So let me just preface this by saying I am not an expert or a competent user of SQL. This is just an intro to SQL from a learner’s perspective. On my learning journey towards becoming a competent data scientist, I have had to learn a number of skills and this article will just be a record of that. If you do end up reading this, I hope you find it interesting, or at the very least, a refresher on some basic SQL. I have learned this from DataCamp. This is not sponsored or anything, but it has been very useful too. Although, you could probably do it for free.
Selecting columns.
To select single columns you would use the SELECT command. This command specifies what column of data you would like to take from. You will then need to specify the SQL table you are taking this data from. For example, if we wanted to SELECT names FROM the people column we would use this command:
SELECT names
FROM people
I could have also written out the command all on one line. But I happen to think doing it like this makes it easier to read.
You could also select two columns at one time using the following code. You will have noticed a comma is needed much like when we make a list in our everyday life.
SELECT names, birthdate
FROM people
And if I really wanted to I could select all columns inside of a table using the * command.
SELECT *
FROM people
DISTINCT Values.
Now, it could also be quite common for a data scientist to SELECT unique values. We could also call them DISTINCT values. And we do so like this.
SELECT DISTINCT languages
FROM film;
I did two things here, I ended my code with a ‘;’ and I also used the DISTINCT code. I do not need to add a ‘;’ however it is probably a good idea to get into the habit of this now since leaving it out is, quite frankly, barbaric.
What if we want to count the number of employees in a table? Well, this is what we can do. We can use the COUNT() command to do so.
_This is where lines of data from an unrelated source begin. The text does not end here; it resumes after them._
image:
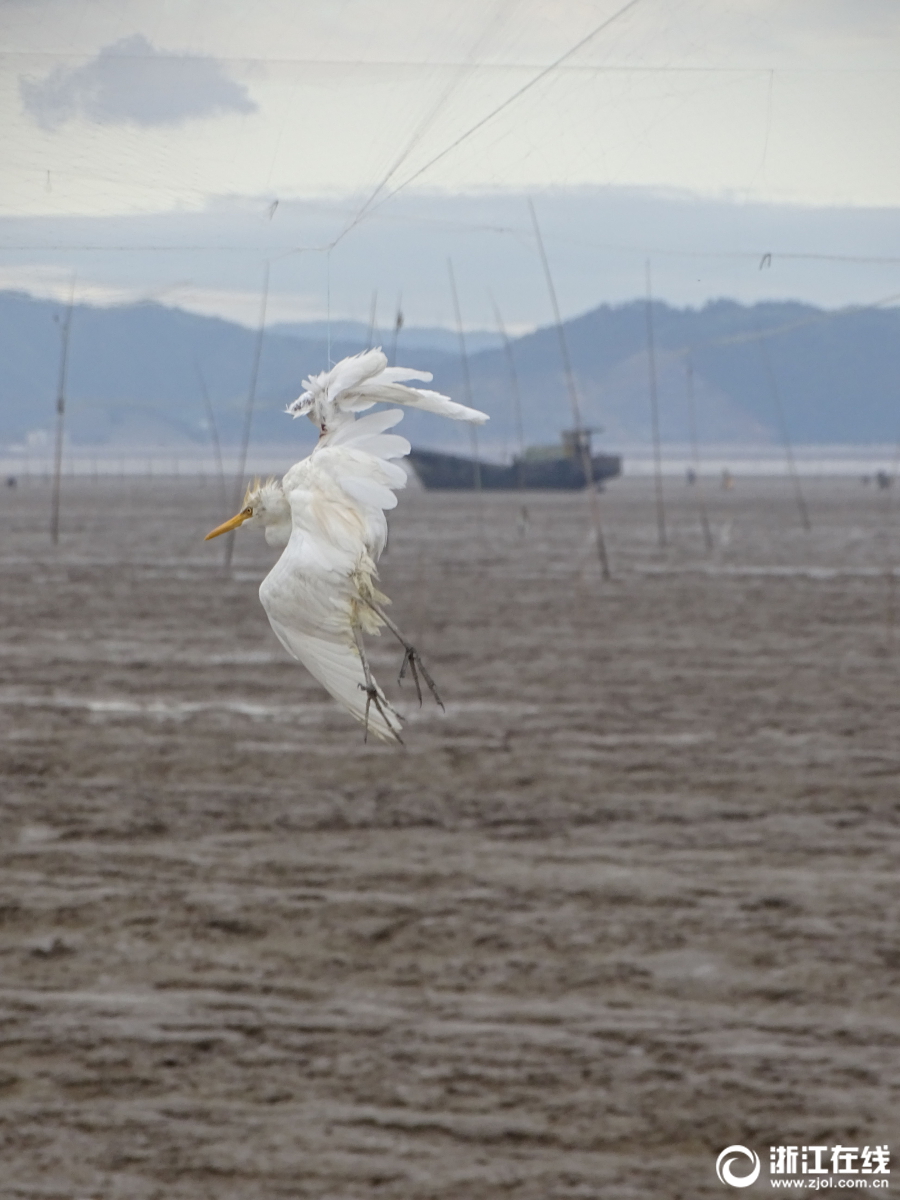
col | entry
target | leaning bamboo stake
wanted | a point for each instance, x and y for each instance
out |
(60, 420)
(586, 462)
(654, 419)
(695, 457)
(467, 378)
(249, 412)
(516, 413)
(785, 437)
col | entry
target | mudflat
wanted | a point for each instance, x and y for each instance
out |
(630, 899)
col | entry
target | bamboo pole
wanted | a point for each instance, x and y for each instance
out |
(586, 462)
(695, 457)
(654, 419)
(516, 409)
(467, 378)
(249, 413)
(60, 420)
(785, 436)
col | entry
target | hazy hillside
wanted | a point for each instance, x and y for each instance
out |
(137, 372)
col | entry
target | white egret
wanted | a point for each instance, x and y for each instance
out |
(329, 515)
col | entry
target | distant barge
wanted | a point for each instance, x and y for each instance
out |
(541, 467)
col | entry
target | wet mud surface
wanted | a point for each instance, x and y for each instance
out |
(631, 899)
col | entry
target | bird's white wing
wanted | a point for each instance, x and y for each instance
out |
(309, 599)
(357, 383)
(315, 594)
(348, 483)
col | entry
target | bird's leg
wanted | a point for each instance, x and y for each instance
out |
(371, 690)
(412, 658)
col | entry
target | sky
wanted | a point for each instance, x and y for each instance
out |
(171, 150)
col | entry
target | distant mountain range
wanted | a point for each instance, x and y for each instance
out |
(137, 375)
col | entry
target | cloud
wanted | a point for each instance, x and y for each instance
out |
(131, 82)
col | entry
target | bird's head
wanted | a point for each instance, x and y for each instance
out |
(262, 502)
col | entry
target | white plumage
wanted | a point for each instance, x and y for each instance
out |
(329, 515)
(358, 383)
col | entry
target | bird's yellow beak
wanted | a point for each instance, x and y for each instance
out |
(231, 525)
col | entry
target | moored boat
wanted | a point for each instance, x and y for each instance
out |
(559, 468)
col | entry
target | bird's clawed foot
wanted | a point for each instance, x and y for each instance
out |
(412, 659)
(372, 697)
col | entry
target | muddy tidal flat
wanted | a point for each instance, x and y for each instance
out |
(630, 900)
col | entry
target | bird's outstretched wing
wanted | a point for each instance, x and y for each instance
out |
(357, 383)
(316, 594)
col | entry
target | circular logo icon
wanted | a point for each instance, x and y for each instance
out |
(723, 1167)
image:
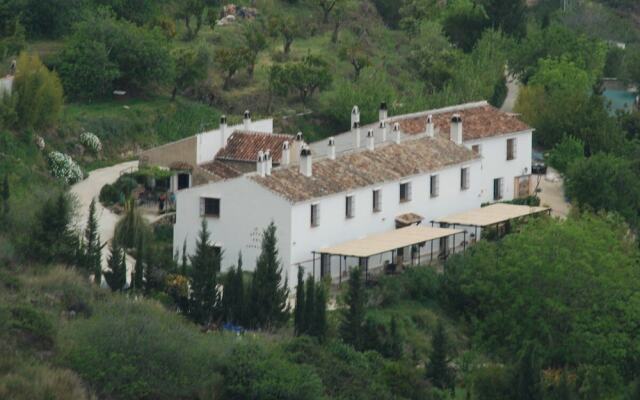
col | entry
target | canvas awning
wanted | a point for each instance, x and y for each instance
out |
(490, 215)
(389, 241)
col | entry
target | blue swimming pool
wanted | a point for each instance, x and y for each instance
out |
(620, 99)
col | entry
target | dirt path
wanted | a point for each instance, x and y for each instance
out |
(89, 189)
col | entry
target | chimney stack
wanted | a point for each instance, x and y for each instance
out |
(305, 162)
(430, 128)
(382, 113)
(371, 140)
(260, 164)
(456, 129)
(355, 115)
(285, 159)
(247, 120)
(298, 145)
(332, 148)
(268, 162)
(396, 133)
(223, 131)
(356, 134)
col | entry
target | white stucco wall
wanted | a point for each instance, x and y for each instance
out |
(209, 143)
(495, 164)
(246, 209)
(334, 228)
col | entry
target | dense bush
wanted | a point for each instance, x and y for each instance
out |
(529, 287)
(132, 350)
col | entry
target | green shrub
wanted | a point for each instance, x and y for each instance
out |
(254, 373)
(137, 349)
(33, 324)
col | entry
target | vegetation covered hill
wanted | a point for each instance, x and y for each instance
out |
(549, 312)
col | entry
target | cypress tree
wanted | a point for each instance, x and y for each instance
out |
(91, 257)
(395, 341)
(528, 380)
(5, 199)
(268, 292)
(438, 371)
(319, 317)
(117, 275)
(138, 271)
(183, 267)
(299, 313)
(205, 264)
(351, 328)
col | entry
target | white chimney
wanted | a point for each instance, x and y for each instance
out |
(305, 162)
(355, 115)
(456, 129)
(430, 128)
(268, 162)
(382, 113)
(396, 133)
(371, 140)
(223, 131)
(332, 148)
(285, 159)
(356, 134)
(260, 169)
(247, 120)
(383, 128)
(298, 145)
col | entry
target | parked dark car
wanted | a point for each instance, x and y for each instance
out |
(538, 167)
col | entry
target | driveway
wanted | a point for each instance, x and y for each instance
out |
(89, 189)
(552, 193)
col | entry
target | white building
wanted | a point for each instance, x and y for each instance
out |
(369, 180)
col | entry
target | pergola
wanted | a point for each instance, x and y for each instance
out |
(492, 215)
(387, 242)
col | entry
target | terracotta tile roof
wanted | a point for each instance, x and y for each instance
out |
(220, 170)
(244, 146)
(477, 122)
(389, 162)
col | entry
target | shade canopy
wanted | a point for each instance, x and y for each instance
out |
(388, 241)
(490, 215)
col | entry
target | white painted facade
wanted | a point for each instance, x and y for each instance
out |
(246, 208)
(493, 151)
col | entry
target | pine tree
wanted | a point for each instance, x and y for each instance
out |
(268, 292)
(299, 313)
(138, 271)
(117, 275)
(527, 377)
(319, 318)
(205, 264)
(438, 371)
(351, 328)
(395, 341)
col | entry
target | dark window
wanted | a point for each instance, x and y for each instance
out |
(434, 186)
(349, 210)
(511, 149)
(376, 200)
(464, 179)
(405, 192)
(315, 215)
(210, 207)
(183, 181)
(497, 188)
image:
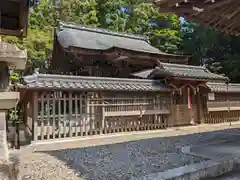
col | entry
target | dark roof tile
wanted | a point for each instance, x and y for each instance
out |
(222, 87)
(91, 83)
(70, 35)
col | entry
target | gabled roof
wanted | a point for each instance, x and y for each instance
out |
(14, 17)
(52, 81)
(181, 71)
(222, 87)
(69, 35)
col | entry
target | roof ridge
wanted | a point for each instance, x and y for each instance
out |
(183, 65)
(35, 77)
(223, 83)
(103, 31)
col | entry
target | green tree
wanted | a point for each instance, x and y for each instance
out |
(134, 16)
(219, 51)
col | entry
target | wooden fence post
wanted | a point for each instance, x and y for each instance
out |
(34, 115)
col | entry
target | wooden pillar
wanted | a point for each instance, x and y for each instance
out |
(34, 115)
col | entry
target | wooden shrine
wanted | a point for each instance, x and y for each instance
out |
(14, 17)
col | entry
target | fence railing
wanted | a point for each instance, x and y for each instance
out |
(80, 114)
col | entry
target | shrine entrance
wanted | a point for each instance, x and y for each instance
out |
(187, 103)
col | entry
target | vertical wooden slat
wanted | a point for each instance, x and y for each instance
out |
(76, 115)
(54, 115)
(59, 115)
(103, 116)
(42, 116)
(35, 114)
(91, 115)
(82, 119)
(48, 116)
(70, 100)
(87, 114)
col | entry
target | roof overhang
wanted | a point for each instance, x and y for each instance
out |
(222, 15)
(14, 17)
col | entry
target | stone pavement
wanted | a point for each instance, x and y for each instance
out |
(122, 156)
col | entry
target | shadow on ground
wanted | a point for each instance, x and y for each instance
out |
(138, 158)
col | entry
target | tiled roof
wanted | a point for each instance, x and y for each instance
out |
(222, 87)
(70, 35)
(90, 83)
(183, 71)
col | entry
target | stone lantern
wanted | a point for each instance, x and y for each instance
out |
(10, 57)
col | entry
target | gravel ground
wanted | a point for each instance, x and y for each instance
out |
(116, 161)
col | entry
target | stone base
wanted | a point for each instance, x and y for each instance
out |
(10, 170)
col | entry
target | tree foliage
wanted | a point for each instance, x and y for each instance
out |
(133, 16)
(219, 51)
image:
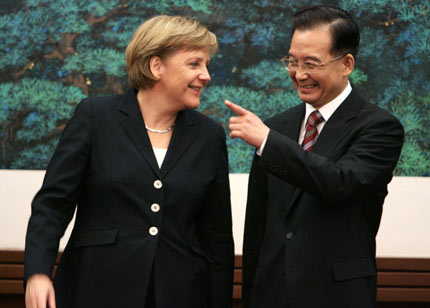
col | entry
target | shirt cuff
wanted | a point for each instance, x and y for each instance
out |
(261, 148)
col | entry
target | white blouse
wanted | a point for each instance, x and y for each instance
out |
(159, 155)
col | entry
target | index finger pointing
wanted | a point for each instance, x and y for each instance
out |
(235, 108)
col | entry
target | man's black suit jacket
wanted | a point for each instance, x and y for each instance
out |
(105, 164)
(312, 217)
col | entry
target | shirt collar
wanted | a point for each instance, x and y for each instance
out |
(328, 109)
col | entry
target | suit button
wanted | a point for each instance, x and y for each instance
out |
(153, 231)
(155, 207)
(158, 184)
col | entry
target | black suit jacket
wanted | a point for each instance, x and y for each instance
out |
(312, 217)
(105, 164)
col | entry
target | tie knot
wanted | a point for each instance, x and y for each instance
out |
(315, 118)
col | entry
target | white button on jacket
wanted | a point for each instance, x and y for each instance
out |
(155, 207)
(158, 184)
(153, 231)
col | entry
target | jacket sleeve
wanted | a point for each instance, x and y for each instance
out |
(216, 230)
(367, 162)
(54, 205)
(255, 226)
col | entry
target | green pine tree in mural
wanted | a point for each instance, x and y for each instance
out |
(54, 53)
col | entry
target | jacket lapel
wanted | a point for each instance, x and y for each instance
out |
(185, 132)
(334, 131)
(133, 123)
(337, 127)
(291, 129)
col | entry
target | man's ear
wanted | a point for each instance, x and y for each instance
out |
(156, 67)
(348, 64)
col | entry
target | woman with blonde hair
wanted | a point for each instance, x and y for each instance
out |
(149, 178)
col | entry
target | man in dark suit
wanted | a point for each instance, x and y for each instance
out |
(318, 179)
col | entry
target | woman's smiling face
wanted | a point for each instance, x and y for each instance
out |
(183, 76)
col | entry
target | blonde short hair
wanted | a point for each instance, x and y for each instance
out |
(160, 36)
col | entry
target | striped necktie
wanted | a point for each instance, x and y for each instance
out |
(311, 134)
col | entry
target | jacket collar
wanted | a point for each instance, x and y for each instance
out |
(185, 131)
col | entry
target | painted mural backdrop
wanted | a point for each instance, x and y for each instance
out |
(55, 53)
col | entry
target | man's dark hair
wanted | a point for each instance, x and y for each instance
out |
(344, 30)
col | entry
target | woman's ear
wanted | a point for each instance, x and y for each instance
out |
(156, 67)
(348, 64)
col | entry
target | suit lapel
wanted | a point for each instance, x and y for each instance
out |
(334, 131)
(292, 122)
(291, 128)
(133, 123)
(185, 132)
(337, 127)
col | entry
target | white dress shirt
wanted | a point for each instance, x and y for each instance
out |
(326, 111)
(159, 155)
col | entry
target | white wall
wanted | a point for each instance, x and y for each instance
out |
(404, 231)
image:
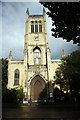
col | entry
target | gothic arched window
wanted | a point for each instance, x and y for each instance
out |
(32, 26)
(36, 55)
(16, 77)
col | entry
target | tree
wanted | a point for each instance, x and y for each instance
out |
(4, 66)
(66, 20)
(70, 72)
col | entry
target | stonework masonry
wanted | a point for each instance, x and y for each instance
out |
(37, 68)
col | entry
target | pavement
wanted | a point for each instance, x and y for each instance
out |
(37, 111)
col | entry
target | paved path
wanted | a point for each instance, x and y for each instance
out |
(56, 112)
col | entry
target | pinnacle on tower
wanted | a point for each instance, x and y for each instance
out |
(44, 11)
(27, 11)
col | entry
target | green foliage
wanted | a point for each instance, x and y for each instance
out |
(66, 19)
(9, 95)
(70, 72)
(4, 67)
(19, 93)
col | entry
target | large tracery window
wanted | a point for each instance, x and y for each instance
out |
(36, 56)
(36, 26)
(16, 77)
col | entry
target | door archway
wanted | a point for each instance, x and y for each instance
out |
(37, 86)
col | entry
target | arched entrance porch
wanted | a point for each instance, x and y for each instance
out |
(37, 86)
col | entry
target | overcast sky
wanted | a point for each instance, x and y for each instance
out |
(13, 29)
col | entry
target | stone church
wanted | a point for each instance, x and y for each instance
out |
(36, 69)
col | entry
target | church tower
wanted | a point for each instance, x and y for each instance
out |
(36, 54)
(36, 71)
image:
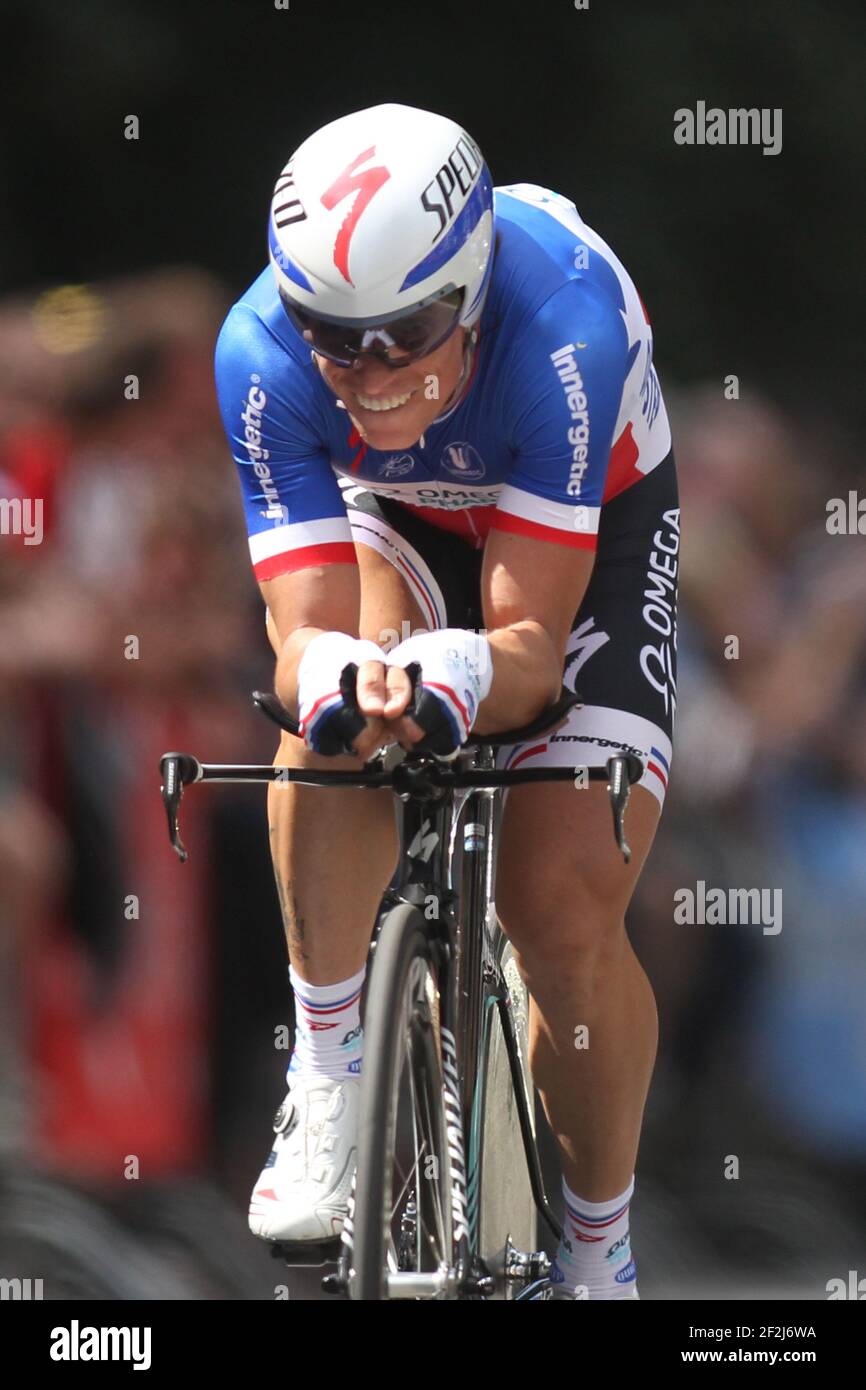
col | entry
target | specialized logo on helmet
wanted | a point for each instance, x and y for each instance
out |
(366, 186)
(458, 171)
(289, 207)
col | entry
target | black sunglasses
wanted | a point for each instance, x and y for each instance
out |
(398, 341)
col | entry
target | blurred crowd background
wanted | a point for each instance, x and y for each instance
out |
(139, 997)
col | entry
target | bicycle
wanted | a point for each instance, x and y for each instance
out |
(448, 1187)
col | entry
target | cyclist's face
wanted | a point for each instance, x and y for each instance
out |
(412, 396)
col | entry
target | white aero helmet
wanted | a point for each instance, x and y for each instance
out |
(378, 214)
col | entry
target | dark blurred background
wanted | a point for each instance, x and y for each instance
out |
(138, 998)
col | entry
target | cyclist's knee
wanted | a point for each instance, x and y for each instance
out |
(552, 920)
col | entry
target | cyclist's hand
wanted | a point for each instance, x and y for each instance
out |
(382, 694)
(330, 720)
(453, 672)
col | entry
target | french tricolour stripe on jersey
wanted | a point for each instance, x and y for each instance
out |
(455, 709)
(319, 710)
(284, 548)
(658, 763)
(528, 514)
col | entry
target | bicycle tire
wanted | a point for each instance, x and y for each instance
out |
(391, 1047)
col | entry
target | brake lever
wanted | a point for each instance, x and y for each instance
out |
(178, 770)
(623, 769)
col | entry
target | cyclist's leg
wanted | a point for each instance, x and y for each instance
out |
(323, 841)
(413, 576)
(563, 887)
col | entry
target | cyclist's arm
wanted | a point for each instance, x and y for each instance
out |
(531, 591)
(560, 406)
(305, 603)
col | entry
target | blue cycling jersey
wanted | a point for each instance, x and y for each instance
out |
(562, 410)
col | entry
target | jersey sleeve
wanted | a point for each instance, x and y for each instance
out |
(295, 512)
(560, 405)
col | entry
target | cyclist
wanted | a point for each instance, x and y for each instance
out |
(448, 430)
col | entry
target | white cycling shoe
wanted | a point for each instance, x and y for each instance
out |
(303, 1189)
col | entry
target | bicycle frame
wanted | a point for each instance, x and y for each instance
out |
(428, 819)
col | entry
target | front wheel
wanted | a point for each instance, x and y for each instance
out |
(403, 1215)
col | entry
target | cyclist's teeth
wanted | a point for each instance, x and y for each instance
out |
(382, 402)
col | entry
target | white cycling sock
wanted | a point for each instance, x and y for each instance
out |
(328, 1039)
(594, 1257)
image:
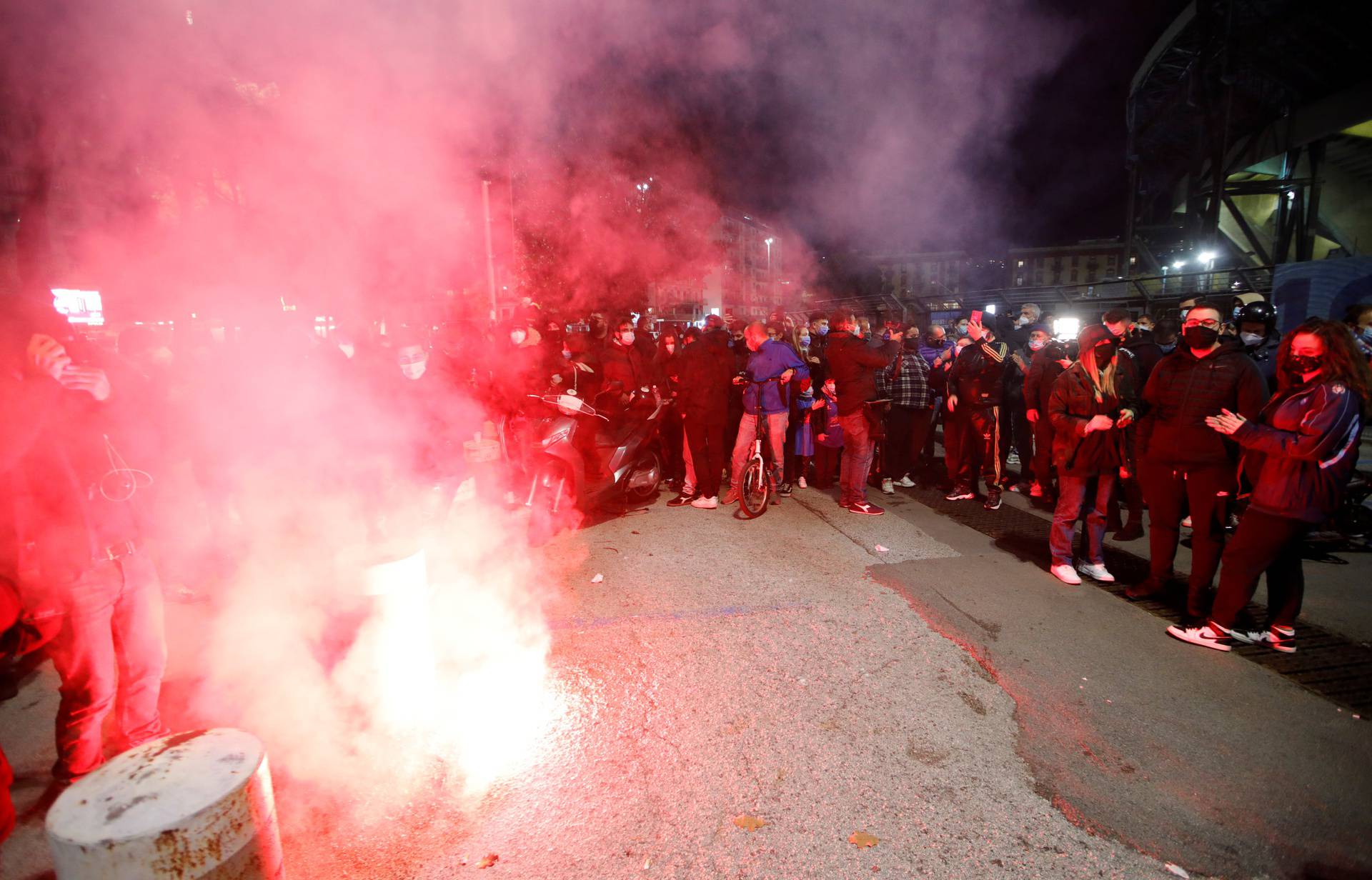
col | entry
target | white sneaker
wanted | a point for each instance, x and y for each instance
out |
(1065, 574)
(1208, 636)
(1097, 572)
We will also be adding the argument ‘*’ to our COUNT command. Here it is COUNT(*), this allows us to return all the data from wherever we specify, even if it is a null value. In other words, it returns to us the total amount of rows. Here is what it looks like in action:
SELECT COUNT(*)
FROM people;
‘people’ is the name of a table, this code does not make any reference to columns so make sure to bear that in mind.
Putting it all together.
Now, let's put everything we have done so far and put it together.
SELECT COUNT(DISTINCT birthdate)
FROM people;
What is this doing? Take a little while to figure it out.
It is counting the number of unique values in the column called birthday FROM the people table. You are probably thinking about the possibilities of what you could do with this code, even with a small set of tools you can accomplish quite a lot and access a lot of data in a structured way.
Take a look at this table. We can use the SQL we have learned to access its data. Here is an example of how we might access the number of unique country values from the film table.
SELECT COUNT(DISTINCT country)
FROM films;
I hope you have learned a few things from this guide. Here is another breakdown of everything we have learned so far:
SELECT specifies what column or data to retrieve.
FROM specifies what table to retrieve the data from.
COUNT(*) returns an integer value of the number of rows including null values.
COUNT() returns the number of rows based on the argument given.
DISTINCT is used in conjunction with some of the above to return unique or DISTINCT values.